Charity Shop Stop

Allow me to convince you that high street shopping is an unnecessary endurance we can all avoid. There are many great charity shops in Edinburgh, and i am a regular attendee in search of a handy bargain. Before i showcase my very latest wares, may i offer a few pointers to make your charity shopping experience truly rich and bountiful. First, it is not a matter of drawing up a list of requirements and going out to find them – that’s what Princes St is for. You have to take what’s on offer, and therefore i find having an idea over the longer term of what your wardrobe requires is helpful. As a rule, i never buy anything from Primark or a supermarket – if you are buying 2nd hand it needs to be good quality, plus you could get it close to the same price new in Primark anyway. Look out for the truly one-off items, and don’t be put off if canny shops are charging, say, £30 for a coat. Gems and I recently saw a white cashmere tailored coat for that price, and didn’t buy it as it seemed a lot at the time. When we went back, it was gone. Which leads onto my next point, which is that the turnover in these shops is really high, together with frequent stock rotation within shop branches, so i would say its best to go with first instincts. I am considering setting myself a goal of only buying 2nd hand clothes for a period, say, 6 months, and see if a) i can do it b) observe the bank balance and c) whether i feel less or more consumerist as a result. Anyone wish to join me…??

1. Black Velvet skirt with detail £2, 2. Warehouse summer jacket £8, 3. White cotton top £3 with silk scarf £1, 4. Topshop floaty flowery top £4.50, 5. Paul Smith extra-cool polka dot boots £7, 6. Lacy leather kitten heels £6, 6. Pink cotton top £2 with silk scarf £1, Floral cowboy shirt £3.50



Filed under clothes, Uncategorized

4 responses to “Charity Shop Stop

  1. Hi Lucy,

    I love the Salvage Sisters blog – it’s always a great read and this is no exception. I love charity shopping, mostly because I’m really cheap, but also because I can get some great, one off, quirky items that are harder to come by on the high street. I don’t just mean clothes, (that being said, all my favourite T shirts have been from charity shops), but I do find that for the average guy who has even the slightest conscience when it comes to fashion or style, charity shops tend to have slim pickings.

    What pearls of wisdom can you offer me? I’m afraid that I cannot really take advantage of them just now, but I promise I will when I come back from Italy. In fact, would you take me charity shopping one day, and teach me to be a little more adventurous when it comes to decking out my wardrobe? I always find that I buy better clothes when a girl chooses them.

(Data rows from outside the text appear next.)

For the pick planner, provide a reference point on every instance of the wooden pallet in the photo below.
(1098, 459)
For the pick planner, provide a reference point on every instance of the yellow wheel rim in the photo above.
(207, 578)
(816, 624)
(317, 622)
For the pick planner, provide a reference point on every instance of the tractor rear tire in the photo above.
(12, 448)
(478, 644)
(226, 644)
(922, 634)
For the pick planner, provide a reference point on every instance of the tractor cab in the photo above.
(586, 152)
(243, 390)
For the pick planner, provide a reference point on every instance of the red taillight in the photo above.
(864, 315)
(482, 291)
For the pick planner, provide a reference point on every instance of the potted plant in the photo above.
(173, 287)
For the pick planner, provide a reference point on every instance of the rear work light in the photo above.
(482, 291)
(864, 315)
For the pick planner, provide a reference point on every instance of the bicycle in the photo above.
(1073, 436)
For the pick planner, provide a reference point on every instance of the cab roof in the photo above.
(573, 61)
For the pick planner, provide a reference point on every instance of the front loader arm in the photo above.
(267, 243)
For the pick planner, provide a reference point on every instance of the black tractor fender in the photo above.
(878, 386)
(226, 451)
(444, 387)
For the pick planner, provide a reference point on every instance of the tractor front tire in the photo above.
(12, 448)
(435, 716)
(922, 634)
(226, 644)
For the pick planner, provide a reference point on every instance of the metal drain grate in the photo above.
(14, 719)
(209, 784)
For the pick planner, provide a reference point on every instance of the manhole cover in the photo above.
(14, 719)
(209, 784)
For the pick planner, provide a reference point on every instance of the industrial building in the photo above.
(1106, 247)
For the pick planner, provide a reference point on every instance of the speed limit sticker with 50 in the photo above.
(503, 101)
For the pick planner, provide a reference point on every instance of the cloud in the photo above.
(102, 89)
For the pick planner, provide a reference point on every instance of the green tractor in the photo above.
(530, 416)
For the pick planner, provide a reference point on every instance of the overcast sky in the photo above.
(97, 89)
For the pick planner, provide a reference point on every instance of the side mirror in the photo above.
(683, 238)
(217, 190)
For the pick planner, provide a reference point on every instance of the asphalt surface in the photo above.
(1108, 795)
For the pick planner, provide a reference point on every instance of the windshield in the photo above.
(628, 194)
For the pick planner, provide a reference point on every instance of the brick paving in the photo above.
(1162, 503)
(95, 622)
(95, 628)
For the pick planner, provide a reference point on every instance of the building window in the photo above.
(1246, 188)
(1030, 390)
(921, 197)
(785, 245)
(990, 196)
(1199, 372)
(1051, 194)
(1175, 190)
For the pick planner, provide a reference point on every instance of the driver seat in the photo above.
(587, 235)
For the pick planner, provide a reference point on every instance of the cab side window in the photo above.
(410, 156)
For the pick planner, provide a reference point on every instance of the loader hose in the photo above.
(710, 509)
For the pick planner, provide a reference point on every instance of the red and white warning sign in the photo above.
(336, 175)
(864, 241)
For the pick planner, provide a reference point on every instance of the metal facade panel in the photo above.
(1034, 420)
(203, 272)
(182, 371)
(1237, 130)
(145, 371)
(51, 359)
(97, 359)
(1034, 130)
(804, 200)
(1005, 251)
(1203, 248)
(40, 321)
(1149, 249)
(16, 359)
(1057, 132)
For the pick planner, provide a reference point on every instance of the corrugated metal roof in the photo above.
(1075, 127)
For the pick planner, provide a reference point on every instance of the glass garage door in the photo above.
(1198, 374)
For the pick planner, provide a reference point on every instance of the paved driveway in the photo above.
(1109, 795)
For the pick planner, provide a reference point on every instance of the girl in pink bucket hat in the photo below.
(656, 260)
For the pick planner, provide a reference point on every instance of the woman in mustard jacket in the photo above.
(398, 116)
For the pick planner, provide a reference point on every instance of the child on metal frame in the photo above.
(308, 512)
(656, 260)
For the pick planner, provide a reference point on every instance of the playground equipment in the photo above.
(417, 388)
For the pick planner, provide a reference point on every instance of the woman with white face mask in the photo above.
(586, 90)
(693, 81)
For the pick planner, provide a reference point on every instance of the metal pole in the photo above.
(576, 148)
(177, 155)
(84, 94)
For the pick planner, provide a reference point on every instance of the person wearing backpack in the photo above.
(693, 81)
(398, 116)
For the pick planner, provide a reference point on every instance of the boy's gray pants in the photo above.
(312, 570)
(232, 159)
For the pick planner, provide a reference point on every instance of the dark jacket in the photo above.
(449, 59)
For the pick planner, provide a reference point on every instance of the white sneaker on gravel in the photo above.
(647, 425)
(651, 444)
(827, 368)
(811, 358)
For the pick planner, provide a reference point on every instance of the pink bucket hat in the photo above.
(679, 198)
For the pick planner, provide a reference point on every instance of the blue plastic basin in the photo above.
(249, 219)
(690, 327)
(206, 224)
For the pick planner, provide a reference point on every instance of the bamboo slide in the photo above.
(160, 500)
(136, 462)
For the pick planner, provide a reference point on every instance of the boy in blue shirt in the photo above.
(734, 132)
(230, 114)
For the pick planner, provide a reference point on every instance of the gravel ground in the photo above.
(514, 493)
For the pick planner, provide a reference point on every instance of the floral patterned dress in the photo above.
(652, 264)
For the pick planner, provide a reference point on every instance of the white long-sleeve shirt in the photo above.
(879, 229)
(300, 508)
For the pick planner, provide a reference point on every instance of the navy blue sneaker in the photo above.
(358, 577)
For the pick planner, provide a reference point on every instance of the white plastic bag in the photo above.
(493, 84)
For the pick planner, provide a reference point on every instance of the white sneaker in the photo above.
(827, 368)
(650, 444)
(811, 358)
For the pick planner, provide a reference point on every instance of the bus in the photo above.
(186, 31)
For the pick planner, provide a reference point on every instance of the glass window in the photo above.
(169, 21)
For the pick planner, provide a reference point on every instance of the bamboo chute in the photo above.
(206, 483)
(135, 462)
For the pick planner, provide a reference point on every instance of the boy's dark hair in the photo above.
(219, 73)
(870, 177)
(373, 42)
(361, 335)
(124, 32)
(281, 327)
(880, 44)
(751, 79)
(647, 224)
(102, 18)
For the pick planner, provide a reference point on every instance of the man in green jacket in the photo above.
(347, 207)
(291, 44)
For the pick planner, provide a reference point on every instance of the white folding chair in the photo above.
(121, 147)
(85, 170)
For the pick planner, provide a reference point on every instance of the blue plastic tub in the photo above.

    I think you should come over to my flat too, and show me how to make it more homely. What do you think?

    love Ali

    • hmm, a worthy challenge indeed Ali – how to do charity shopping for a boy. forgive me for my girl-centric post! i have never ventured into boy clothes so i’m not sure i have lots of wisdom to offer in that area, and would say the same rules apply. however you are right in that the pickings are slim because blokes aren’t so good at charity donation, and what does appear tends to be old man fashion, y fronts, tweeds etc (the former, not cool, the latter, a real find). I never refuse an offer to go charity shopping with anyone – the ones in tollcross come recommended esp Salvation Army on Lothian Rd for its sheer size. Home consultancy also tempting, i think your flat is homely though, esp for a blokes flat! See you soon, Luc

    • Ali,

      Check out this great article.. it’s got some good tips for blokes in the comments.. Brick lane, London seems to be your place!

  2. sisgem

    mmm.. I’ll join you.. hesitantly. Have some friends who are doing a similar thing for a year! You remember Elaine? I guess the trickiest one is weddings! However lots of great events in Belfast at mo for this kind of thing.. so till end of Jan?